For a president of the United States, Joe Biden did something highly unusual this week: something I’d bet you never even heard of — till now. On Tuesday evening, around 6 p.m., he skipped out of the White House, hopped on Marine One, helicoptered up to his hometown of Wilmington, Delaware, for what the White House only described as a “local stop,” spent less than an hour, and was back in the White House by 9 p.m.
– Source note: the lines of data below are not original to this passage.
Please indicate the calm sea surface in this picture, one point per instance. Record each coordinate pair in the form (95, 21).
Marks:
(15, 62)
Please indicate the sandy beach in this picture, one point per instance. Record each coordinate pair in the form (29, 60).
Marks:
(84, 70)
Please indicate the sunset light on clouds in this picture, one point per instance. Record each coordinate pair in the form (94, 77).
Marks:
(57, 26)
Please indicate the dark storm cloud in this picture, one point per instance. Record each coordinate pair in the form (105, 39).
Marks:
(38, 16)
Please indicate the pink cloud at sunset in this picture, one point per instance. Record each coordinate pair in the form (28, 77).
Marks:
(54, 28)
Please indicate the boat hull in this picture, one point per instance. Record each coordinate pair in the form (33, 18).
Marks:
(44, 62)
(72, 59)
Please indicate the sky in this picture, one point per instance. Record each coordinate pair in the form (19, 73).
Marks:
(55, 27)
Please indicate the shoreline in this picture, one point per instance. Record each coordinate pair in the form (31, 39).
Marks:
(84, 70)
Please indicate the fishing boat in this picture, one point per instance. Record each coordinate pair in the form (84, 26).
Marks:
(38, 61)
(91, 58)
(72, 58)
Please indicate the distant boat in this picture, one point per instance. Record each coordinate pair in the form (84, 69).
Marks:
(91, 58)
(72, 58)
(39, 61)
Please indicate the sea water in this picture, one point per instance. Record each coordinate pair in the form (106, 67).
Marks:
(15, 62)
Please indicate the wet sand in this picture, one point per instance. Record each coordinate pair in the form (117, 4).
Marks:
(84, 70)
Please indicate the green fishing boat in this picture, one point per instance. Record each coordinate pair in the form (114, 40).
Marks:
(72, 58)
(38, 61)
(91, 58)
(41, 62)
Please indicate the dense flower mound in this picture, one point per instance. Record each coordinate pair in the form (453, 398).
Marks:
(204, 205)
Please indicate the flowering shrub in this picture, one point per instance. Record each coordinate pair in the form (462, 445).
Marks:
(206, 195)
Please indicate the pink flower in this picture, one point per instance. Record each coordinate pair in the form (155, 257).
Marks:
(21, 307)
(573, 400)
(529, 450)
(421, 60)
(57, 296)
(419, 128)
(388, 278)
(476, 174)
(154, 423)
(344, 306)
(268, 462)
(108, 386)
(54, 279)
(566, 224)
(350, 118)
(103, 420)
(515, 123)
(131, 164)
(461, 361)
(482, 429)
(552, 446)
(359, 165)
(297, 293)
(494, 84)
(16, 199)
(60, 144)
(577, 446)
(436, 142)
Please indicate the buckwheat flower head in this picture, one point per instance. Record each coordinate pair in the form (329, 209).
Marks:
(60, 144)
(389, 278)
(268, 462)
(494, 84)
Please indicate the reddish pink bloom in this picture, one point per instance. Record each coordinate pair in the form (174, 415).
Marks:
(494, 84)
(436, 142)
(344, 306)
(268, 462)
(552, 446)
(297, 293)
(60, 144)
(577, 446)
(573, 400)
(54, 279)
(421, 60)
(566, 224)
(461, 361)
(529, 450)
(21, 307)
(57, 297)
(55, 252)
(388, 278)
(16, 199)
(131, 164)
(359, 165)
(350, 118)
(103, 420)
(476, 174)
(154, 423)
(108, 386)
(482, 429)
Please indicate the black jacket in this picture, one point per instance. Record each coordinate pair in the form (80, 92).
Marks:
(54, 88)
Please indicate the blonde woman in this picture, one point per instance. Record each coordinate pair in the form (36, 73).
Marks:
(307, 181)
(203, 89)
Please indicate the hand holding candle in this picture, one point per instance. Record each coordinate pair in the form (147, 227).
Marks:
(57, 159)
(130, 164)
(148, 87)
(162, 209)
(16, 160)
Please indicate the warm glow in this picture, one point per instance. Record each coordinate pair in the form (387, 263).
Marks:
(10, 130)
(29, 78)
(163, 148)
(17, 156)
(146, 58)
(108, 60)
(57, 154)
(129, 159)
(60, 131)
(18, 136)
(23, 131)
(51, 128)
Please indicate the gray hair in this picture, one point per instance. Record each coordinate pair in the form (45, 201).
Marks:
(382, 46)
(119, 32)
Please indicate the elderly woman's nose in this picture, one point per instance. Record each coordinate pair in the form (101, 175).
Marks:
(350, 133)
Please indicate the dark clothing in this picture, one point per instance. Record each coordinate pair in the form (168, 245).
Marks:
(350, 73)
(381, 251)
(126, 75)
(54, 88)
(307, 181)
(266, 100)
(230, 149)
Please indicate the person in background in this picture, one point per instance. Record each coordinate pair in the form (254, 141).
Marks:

Mystery solved. With no publicity, Biden had quietly carved time out of his schedule to make a quick trip to Wilmington in order to stop by Chandler Funeral Home and attend the wake of longtime aide Norma Long, 75, who died on May 17 from complications related to leukemia. Long worked for Biden, first as a campaign staffer and later as director of his Wilmington office, from 1977 until his election as vice president. Biden knew her entire family. For him, she was family. And for him, family comes first. It didn’t make headlines, it didn’t change the course of history, but to me that gesture says more about who Biden is — and who Trump is not — than anything else Biden’s done as president. He’s not the most charismatic politician. He’s not the best speaker. You may not agree with his policies. You may think he’s going too fast or too slow, spending too much money or not enough. But you must say this about Joe Biden: He’s a good man, a decent man, an honest man, and a loyal friend. Four things nobody ever accused Donald Trump of being.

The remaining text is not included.